Quelle place pour l’art dans la santé mentale et l’éducation?

L’apport de l’art dans la construction de l’individu

L’art joue-t-il un rôle dans la préservation de la santé mentale des élèves ? Quelle place lui est-elle accordée dans l’éducation ? Notamment dans les pédagogies alternatives ? L’art ne touche-t-il que les enfants ?
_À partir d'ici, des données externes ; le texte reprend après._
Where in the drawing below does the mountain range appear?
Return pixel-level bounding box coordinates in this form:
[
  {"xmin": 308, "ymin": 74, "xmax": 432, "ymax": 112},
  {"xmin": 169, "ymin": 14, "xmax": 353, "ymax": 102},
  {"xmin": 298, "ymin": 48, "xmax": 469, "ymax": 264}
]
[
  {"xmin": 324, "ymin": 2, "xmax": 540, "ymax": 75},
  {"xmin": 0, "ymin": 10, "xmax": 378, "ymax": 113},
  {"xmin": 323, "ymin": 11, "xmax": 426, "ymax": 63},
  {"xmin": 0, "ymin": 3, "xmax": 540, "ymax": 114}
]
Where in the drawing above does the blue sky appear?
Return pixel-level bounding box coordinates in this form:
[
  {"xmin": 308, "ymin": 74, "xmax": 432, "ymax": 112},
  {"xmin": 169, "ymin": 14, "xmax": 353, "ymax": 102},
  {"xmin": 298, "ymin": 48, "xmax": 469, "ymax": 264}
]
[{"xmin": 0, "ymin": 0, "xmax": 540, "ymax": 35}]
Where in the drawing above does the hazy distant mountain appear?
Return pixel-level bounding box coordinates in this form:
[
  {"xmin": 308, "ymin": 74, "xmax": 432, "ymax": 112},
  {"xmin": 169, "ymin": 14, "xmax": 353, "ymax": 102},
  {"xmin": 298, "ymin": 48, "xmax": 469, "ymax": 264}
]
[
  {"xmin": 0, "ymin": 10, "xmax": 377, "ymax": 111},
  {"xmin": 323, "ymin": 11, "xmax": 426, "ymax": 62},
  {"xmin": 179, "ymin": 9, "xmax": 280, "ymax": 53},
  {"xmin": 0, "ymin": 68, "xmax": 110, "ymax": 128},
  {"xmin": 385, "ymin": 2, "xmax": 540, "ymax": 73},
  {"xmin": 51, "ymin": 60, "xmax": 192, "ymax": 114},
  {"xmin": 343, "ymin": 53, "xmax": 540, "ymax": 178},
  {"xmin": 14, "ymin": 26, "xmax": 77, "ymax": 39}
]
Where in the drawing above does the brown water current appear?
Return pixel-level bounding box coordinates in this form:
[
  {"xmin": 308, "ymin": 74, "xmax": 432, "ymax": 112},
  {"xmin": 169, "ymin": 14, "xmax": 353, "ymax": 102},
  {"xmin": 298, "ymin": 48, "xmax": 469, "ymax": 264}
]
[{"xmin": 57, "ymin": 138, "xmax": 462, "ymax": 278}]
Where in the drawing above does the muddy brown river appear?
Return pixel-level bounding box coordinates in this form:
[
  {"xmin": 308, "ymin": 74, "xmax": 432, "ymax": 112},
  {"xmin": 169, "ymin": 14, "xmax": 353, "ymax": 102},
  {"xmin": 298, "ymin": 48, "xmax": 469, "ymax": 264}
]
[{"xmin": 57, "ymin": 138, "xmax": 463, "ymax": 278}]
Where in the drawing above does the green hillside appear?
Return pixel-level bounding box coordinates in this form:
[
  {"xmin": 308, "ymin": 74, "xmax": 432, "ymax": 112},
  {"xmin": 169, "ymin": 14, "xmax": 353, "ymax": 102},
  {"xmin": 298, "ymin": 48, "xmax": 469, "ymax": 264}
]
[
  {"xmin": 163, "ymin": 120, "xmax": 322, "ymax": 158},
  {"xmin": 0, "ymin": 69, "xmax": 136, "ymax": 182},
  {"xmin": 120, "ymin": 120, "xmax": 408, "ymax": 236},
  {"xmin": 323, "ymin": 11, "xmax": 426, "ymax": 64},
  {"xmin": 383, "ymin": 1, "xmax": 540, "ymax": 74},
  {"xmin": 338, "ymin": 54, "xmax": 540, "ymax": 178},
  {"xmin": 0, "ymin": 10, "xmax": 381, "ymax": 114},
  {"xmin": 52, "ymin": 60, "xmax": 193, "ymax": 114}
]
La santé mentale des collégiens et des lycéens en France : des chiffres qui font réfléchir

Les résultats d’une enquête sur la santé mentale des collégiens et des lycéens scolarisés dans des établissements publics et privés sous contrats, en métropole, ont été publiés en avril 2024.

La collecte des données a eu lieu en 2022 dans 147 collèges et 90 lycées , touchant ainsi 11 886 élèves, soit 7 237 collégiens et 4 649 lycéens. Après le refus de certains parents (3,5 %), préalablement informés de cette enquête par courrier, le refus de participer à cette enquête par certains élèves  (2,0 %) et la non prise en compte des réponses inexploitables  émises par 1,3 % des élèves, il est demeuré un échantillon analysé de  réponses de 9 337 élèves, dont 5 919 collégiens et 3 418 lycéens. Soit donc un taux de réponse de 84 % chez les collégiens et de 75 % chez les lycéens.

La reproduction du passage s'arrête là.